My ex she came into Islam by me "giving her the Dawah" as so many females do. She studied and wore hijab and everything and then she started hanging out with the wrong crowd and Shazola she wigged out. It started out gradual. Now I don't know ultimately if her rejection of Islam was induced by our problems because we had serious communication issues. However that aside she studied and knew the truth of Christianity its origins the creation of the Trinity and everything and testified that it was all false. She starts hanging out with the neighborhood riff-raff and her Deen deteriorates to nothing. My fault is that I had hope for her and was reading reliance of the traveler and gave her Deen the benefit of the doubt and went with the ruling that the mother is supposed to get the kids. Well 5 years later that ruling no longer applies and my kids are stuck, and legally I am out of favor of getting them back. There are a lot of shoulda, woulda, couldas to this story but in the end I'm saying if you don't want your children being groomed for the hellfire then marry someone who is serious about their Deen.

I'm expecting drama for next years visitation. She actually said that she wanted me to support her in raising the children Christian, needless to say the conversation didn't end very well.
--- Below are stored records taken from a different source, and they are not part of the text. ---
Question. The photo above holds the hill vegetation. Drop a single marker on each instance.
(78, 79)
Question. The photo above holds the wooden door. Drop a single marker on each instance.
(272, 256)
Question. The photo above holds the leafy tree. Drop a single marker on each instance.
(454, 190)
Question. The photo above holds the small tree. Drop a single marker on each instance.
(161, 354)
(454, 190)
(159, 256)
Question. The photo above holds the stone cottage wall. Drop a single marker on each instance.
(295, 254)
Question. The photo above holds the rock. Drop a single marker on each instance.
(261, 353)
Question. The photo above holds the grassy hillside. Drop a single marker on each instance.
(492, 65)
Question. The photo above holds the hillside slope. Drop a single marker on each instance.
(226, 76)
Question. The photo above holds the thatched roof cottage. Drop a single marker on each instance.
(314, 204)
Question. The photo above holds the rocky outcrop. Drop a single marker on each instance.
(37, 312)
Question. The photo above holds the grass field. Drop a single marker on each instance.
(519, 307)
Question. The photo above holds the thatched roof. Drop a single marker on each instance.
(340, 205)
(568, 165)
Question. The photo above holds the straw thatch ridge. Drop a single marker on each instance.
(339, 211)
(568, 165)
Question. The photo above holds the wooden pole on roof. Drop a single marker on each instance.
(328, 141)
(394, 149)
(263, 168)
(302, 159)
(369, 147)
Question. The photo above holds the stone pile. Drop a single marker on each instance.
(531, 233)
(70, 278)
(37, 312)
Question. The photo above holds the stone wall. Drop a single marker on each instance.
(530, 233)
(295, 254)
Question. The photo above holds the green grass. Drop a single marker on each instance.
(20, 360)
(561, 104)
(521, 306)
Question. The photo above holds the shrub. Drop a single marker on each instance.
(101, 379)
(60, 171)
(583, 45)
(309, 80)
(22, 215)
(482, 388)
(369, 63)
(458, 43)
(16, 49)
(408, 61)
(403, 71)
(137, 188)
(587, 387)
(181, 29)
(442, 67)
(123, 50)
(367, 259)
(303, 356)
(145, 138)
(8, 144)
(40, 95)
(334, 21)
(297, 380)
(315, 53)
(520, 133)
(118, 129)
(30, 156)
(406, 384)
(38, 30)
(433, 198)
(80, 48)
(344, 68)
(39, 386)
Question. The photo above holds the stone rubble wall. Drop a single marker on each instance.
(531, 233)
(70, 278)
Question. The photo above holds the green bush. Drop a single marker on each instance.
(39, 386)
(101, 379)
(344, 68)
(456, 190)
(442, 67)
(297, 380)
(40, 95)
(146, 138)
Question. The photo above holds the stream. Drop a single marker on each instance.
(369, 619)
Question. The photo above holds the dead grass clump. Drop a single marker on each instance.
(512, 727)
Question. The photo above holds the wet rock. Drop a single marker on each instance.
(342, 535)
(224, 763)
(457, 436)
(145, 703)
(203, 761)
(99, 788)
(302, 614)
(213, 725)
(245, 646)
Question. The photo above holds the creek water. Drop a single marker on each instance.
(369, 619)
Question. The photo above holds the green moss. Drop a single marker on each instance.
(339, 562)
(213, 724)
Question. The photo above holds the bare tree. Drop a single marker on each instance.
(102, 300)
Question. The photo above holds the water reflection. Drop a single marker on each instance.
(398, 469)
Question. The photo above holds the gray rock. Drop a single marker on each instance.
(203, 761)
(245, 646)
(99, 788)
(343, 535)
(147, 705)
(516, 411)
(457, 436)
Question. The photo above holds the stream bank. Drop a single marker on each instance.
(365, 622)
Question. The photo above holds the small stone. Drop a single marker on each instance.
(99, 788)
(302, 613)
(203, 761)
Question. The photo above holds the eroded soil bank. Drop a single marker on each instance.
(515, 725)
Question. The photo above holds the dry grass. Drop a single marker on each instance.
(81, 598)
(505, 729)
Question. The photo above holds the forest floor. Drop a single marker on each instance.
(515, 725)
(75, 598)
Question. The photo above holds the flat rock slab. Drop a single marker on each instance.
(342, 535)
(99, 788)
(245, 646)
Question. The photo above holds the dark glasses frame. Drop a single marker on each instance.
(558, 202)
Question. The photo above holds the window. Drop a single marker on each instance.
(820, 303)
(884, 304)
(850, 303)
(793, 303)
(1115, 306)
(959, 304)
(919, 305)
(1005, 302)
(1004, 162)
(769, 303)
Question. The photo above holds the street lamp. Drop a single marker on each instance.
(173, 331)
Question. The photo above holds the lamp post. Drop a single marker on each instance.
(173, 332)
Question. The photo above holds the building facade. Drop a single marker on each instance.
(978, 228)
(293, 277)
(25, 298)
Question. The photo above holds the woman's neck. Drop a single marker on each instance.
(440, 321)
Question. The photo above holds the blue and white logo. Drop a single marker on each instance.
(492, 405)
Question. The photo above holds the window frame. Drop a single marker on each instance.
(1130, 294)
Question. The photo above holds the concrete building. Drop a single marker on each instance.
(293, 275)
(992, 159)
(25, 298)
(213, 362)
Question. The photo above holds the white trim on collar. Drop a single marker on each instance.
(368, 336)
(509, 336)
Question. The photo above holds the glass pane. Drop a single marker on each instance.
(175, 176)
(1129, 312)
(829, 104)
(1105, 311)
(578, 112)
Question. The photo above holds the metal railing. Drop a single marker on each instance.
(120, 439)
She made promises to Allah of what she would and would not do I choose to hold her accountable on the Day of Judgement. My son doesn't believe any of the Christian position but goes and plays with the other kids just as any kid would. My daughter likes the attention and doesn't look at the religion in an analytical sense. We will see how it ultimately turns out.

It is a good thing that mortals are not in charge of dispensing Allah's punishments because I would have certainly struck her down with a lightening bolt in the middle of her prayer circle in broad daylight without a cloud in the sky. Leaving only her shoes and charred feet, right after she said something false about Islam and the Muslims. My only recourse now is to become a Wali of Allah, but that is something that is hard if not impossible to do with anger and resentment in your heart. Even if it is for a good cause. The person to be afraid of is not the person with the biggest gun, the person to be afraid of is the person whose prayers are answered instantly by his Lord. I made a prayer when I feel my Deen was better, and so far there are only two more requirements to be met concerning her, I am patient.
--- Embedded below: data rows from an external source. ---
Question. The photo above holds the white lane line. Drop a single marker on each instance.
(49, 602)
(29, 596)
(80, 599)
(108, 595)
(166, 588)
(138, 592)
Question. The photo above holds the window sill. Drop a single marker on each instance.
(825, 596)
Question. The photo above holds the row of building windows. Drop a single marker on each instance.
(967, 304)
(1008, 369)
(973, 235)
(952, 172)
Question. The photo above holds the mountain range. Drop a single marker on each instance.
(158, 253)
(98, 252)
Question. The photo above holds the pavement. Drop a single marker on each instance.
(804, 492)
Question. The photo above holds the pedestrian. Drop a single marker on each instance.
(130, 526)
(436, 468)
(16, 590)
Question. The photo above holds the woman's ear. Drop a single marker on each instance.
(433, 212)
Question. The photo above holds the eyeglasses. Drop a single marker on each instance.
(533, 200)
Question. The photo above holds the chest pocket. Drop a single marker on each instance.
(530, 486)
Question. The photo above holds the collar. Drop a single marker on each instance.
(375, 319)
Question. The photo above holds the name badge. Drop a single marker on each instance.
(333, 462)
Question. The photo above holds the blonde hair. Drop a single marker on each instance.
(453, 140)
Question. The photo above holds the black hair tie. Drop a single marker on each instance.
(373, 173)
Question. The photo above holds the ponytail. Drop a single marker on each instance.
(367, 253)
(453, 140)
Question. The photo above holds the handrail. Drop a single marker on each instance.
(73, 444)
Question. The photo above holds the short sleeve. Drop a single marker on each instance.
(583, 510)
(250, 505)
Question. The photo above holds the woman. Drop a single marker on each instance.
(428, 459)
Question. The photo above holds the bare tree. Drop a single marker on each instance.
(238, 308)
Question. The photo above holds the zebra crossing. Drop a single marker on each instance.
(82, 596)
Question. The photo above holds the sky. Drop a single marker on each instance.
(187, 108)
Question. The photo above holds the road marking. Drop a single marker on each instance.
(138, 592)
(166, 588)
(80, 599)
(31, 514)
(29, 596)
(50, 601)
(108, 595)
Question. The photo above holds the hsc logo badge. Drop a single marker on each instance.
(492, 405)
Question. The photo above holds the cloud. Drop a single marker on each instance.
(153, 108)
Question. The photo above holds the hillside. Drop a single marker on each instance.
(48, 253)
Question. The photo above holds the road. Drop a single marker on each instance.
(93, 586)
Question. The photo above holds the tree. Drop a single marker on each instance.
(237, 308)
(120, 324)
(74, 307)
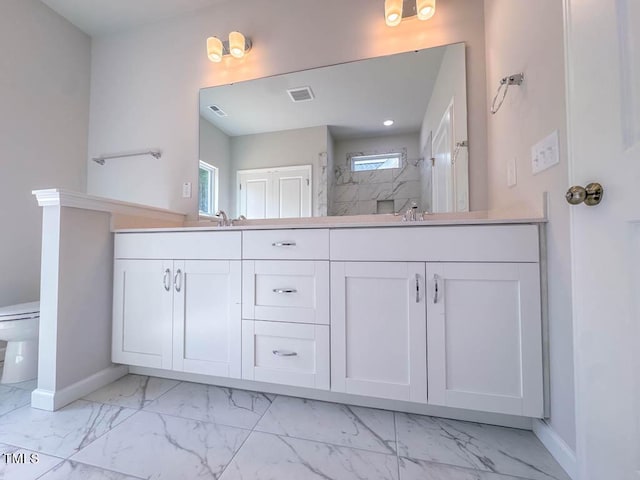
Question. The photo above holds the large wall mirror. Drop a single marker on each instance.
(369, 137)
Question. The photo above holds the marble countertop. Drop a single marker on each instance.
(356, 221)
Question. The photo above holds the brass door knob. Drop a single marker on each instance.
(591, 195)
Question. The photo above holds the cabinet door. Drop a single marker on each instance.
(142, 307)
(378, 329)
(207, 324)
(484, 337)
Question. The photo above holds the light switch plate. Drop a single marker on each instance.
(512, 175)
(546, 153)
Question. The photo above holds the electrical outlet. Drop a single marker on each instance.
(512, 174)
(546, 153)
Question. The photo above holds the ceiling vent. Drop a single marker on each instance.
(217, 110)
(300, 94)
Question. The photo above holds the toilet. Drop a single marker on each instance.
(19, 328)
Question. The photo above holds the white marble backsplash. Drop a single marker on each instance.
(358, 193)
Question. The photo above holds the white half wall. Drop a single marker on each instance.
(528, 37)
(145, 82)
(451, 85)
(44, 91)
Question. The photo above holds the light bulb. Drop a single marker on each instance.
(393, 12)
(214, 49)
(236, 44)
(425, 8)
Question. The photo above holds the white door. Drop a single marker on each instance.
(378, 329)
(283, 192)
(206, 317)
(286, 291)
(484, 337)
(442, 175)
(142, 308)
(604, 143)
(255, 194)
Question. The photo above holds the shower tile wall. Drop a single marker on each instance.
(357, 193)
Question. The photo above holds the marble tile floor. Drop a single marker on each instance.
(151, 428)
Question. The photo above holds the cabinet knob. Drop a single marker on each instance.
(284, 244)
(284, 353)
(177, 280)
(167, 280)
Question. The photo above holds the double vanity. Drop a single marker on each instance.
(433, 313)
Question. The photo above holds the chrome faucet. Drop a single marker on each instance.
(223, 220)
(411, 215)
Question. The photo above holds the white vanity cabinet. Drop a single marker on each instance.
(285, 307)
(484, 339)
(476, 343)
(143, 313)
(378, 330)
(439, 315)
(178, 312)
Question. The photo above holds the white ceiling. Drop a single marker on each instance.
(98, 17)
(353, 98)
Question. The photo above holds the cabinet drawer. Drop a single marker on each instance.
(286, 245)
(286, 291)
(179, 245)
(286, 353)
(474, 243)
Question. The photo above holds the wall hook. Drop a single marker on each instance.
(505, 82)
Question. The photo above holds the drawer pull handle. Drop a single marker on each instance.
(282, 291)
(284, 353)
(167, 280)
(284, 244)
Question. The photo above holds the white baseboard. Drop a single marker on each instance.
(53, 400)
(350, 399)
(557, 447)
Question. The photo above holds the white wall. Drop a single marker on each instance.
(279, 149)
(451, 84)
(44, 93)
(215, 149)
(528, 37)
(145, 82)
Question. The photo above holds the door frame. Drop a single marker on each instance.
(271, 170)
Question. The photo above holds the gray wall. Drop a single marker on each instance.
(164, 65)
(44, 93)
(528, 37)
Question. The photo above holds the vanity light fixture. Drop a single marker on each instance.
(396, 10)
(237, 46)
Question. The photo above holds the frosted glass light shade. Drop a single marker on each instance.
(236, 44)
(393, 12)
(214, 49)
(425, 8)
I owe Allah so much more. How badly am I falling short, I am so short. Allah I beseech your forgiveness. So much more.

Comments

  1. Interesting that you have your own silent rebellion. I suppose we all have some of those.....
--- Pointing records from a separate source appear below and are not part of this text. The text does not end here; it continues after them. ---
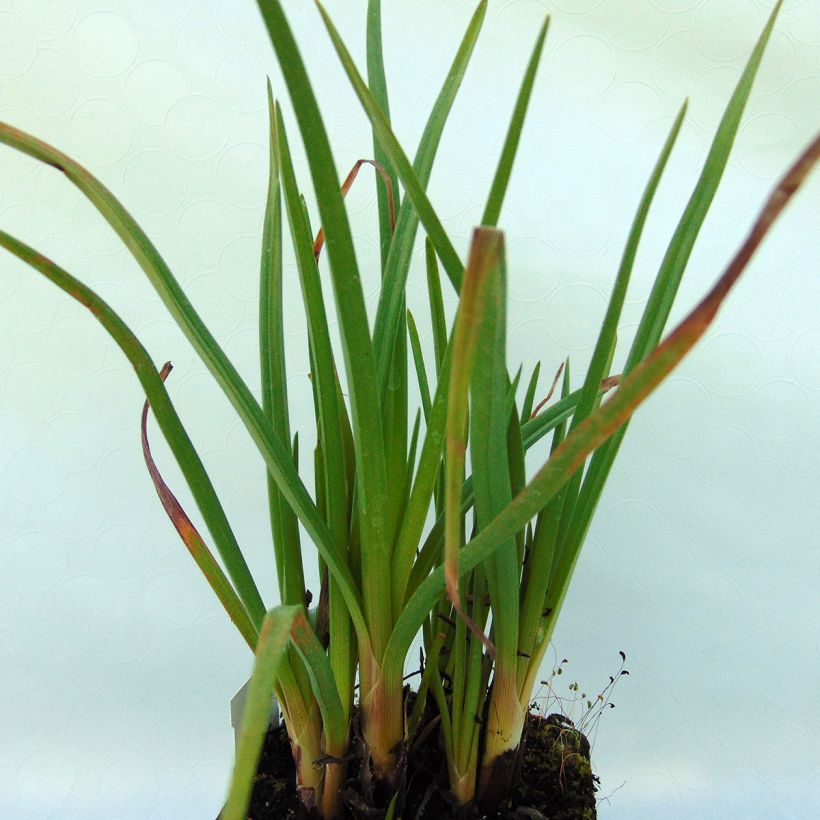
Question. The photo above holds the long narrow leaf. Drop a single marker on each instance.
(502, 175)
(390, 308)
(659, 304)
(274, 452)
(284, 524)
(633, 390)
(483, 270)
(167, 418)
(378, 87)
(193, 540)
(357, 348)
(270, 656)
(413, 189)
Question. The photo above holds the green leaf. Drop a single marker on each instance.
(529, 396)
(378, 87)
(633, 390)
(413, 189)
(502, 175)
(436, 305)
(388, 314)
(284, 524)
(477, 295)
(329, 414)
(175, 434)
(360, 365)
(659, 304)
(194, 542)
(421, 370)
(274, 452)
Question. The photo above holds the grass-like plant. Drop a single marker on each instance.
(485, 583)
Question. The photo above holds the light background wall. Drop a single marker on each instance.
(116, 664)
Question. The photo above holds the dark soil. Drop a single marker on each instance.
(555, 780)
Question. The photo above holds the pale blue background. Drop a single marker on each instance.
(116, 664)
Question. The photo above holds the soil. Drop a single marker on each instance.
(554, 780)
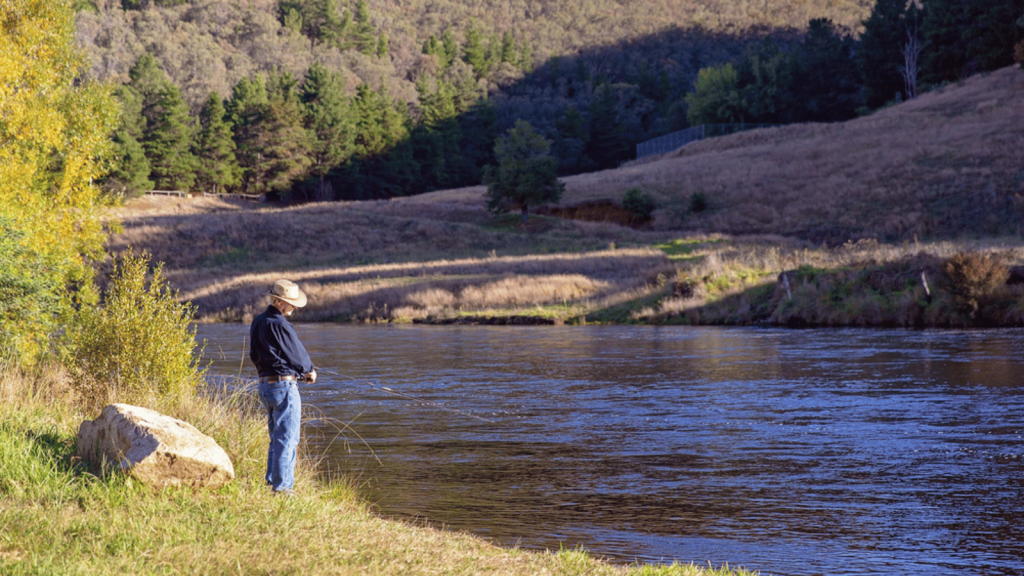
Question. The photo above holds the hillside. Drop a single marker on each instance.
(937, 174)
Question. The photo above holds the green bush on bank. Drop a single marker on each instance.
(138, 341)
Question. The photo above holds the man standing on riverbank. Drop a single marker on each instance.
(282, 361)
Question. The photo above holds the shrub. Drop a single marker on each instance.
(138, 341)
(698, 202)
(639, 203)
(974, 279)
(28, 296)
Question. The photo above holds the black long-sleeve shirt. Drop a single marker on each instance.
(274, 347)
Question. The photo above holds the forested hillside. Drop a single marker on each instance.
(349, 98)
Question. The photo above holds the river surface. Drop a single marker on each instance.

    I think it's a great idea for downsizing the closets. I've done the same thing about organizing things to a more workable load. The fewer clothes you have, the more you take care of them, and the less HUGE piles of laundry you have. I'd rather have 2 perfect outfits, then 5 okay ones. One thing that I did when downsizing was got rid of anything, ripped, stained or raggedy. Don't forget those.

    The ex-wife thingy sounds difficult. It also seems like she knows how to "get ur goat" with the "because ur muslim" comment. OUCH!